Rudolf de la Vigne

Personal information
- Date of birth: December 23, 1920
- Date of death: 2004 (aged 83–84)
- Position(s): Outside forward

= Rudolf de la Vigne =

German footballer (1920–2004)

Rudolf de la Vigne (23 December 1920 in Česká Lípa – January 2004) was a German footballer. He holds the record for having made the most appearances for VfR Mannheim in the Oberliga Süd, with whom he won the German championship in 1949.

==War and imprisonment==
De la Vigne, whose family name comes from his Huguenot heritage, grew up in the Sudetenland and spent his youth years playing for Deutschen Sportverein Böhmisch-Leipa, a club which, at that time, was based in nearby Nový Bor (which was annexed from Czechoslovakia in September 1938 as part of the Munich Agreement).

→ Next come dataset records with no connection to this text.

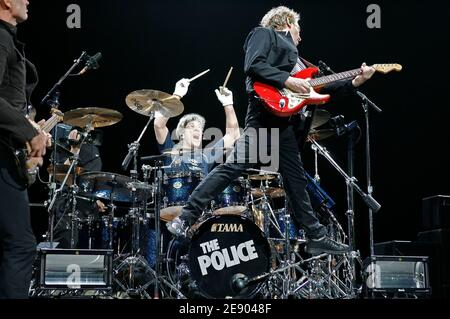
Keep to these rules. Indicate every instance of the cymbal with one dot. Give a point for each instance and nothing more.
(61, 171)
(320, 118)
(262, 177)
(92, 117)
(147, 101)
(319, 135)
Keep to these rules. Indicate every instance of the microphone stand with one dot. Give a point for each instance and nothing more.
(366, 103)
(55, 87)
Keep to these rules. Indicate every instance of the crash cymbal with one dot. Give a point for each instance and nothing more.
(320, 118)
(92, 117)
(319, 135)
(147, 101)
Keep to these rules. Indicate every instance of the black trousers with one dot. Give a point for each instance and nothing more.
(246, 155)
(17, 241)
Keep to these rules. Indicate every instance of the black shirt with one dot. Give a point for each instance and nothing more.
(271, 57)
(18, 77)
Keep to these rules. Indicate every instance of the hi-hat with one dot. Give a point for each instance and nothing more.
(92, 117)
(147, 101)
(61, 171)
(262, 177)
(320, 118)
(273, 192)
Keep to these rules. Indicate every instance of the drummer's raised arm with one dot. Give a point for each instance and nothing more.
(160, 123)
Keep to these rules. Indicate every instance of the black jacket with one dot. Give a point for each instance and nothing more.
(18, 77)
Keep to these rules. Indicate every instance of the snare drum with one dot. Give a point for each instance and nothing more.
(233, 200)
(223, 248)
(177, 188)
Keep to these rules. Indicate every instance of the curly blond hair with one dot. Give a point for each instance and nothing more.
(276, 18)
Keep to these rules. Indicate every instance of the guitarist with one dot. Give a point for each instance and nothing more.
(271, 57)
(17, 79)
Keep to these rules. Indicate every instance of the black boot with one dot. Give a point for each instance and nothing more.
(325, 245)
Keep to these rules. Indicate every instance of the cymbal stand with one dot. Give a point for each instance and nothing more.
(74, 191)
(133, 148)
(368, 200)
(159, 278)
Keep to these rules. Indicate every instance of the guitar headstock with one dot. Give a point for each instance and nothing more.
(387, 67)
(58, 114)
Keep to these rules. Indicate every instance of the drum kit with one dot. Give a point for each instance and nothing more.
(245, 244)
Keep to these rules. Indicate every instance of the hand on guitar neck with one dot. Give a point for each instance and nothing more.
(37, 147)
(297, 85)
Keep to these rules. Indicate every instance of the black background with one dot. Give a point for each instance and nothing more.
(152, 44)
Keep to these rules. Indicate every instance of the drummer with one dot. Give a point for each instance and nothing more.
(187, 154)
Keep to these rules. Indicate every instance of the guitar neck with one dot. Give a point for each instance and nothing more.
(324, 80)
(50, 123)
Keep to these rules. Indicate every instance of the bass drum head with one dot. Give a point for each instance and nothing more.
(223, 248)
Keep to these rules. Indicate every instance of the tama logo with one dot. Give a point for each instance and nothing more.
(227, 228)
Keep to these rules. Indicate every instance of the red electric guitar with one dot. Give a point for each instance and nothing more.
(286, 102)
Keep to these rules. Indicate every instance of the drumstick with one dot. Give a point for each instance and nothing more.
(198, 75)
(227, 78)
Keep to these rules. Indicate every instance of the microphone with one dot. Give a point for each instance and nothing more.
(92, 63)
(239, 282)
(324, 67)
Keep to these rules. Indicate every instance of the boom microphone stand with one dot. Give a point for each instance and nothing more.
(366, 102)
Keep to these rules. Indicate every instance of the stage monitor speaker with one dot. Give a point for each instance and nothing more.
(75, 269)
(396, 277)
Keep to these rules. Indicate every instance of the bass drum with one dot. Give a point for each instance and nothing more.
(223, 248)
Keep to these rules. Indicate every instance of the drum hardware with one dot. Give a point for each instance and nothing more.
(368, 200)
(71, 172)
(133, 274)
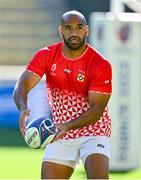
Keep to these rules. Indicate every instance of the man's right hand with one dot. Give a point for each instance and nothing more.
(22, 120)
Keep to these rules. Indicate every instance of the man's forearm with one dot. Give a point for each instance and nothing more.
(20, 98)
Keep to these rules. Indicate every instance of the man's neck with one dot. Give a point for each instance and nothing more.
(74, 53)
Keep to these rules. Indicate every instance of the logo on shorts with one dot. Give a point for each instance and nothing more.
(100, 145)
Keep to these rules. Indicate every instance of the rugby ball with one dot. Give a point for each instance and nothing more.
(39, 132)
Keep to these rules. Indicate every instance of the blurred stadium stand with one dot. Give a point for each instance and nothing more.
(26, 26)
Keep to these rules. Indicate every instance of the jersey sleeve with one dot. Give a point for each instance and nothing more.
(101, 78)
(38, 63)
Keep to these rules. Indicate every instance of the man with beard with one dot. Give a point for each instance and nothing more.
(79, 87)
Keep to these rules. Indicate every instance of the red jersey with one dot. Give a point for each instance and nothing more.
(69, 81)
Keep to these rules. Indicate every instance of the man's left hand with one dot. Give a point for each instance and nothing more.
(62, 129)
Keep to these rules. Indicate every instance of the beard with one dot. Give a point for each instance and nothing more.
(74, 46)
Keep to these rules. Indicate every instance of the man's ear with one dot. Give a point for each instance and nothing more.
(60, 31)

He agreed to sign for Warnsdorfer FK, champions of the newly created Gauliga Sudetenland who had already qualified for the final round of the German Championship, for the 1938–39 season, but he could not prevent the club from losing their four preliminary group matches against Dresdner SC and Schweinfurt 05.

Following the outbreak of war in 1938, aged 18 or 19, de la Vigne was called up to the Wehrmacht and joined the Fallschirmjäger, however was captured in May 1940 and held captive in Rotterdam until the end of the Battle of France. He was then moved to Canada, where he was held as a Prisoner of War in the British-controlled Camp 133 internment camp. There he met a group of Mannheim footballers; Henninger, Jöckel, Langlotz, Müller and Senck, who were all captured fighting in North Africa. Here he gained the nickname "Bella", which would stay with him throughout his career. In February 1946, after six years in Camp 133, de la Vigne was released in the north of Germany, at the Munster Training Area, which was under British control. A return to the Czech Sudetenland was, for a German, undesirable, given the intense animosity as a result of the annexation of Czechoslovakia, and for de la Vigne was neither personally attractive as his family no longer lived there. This led de la Vigne to move north to Mannheim, of which over 80% had been destroyed during the War, where he was reunited with those footballers he was imprisoned with in Canada. As he joined VfR Mannheim, the team gained the nickname "The Canadians."

==Return to football==
VfR Mannheim competed in the Oberliga Süd from the 1945–46 season until the formation of the Bundesliga in 1962 (See History of German football#The Formation of the Bundesliga), and de la Vigne was one of the few players to make his professional debut at the highest level aged 26. He played his first game on 1 June 1947, in the 33rd match of the season – a derby match against local rivals SV Waldhof Mannheim – but could not prevent the team losing 3–0. He did not wait long for his first victory, however, which came 14 days later in another derby – this time a 3–1 win against VfL Neckarau.

On paper, de la Vigne was a striker, but he operated more as a playmaker than a target man and was known for having good technique, and his playing style was described as having an "aesthetic" quality. Until 1948, Mannheim did not perform outstandingly in their league – they finished in 14th 12th and 8th place in the years prior – but in de la Vigne's first full season with the club, 1948–49, he finished fifth in the goalscorers rankings, with 21 goals.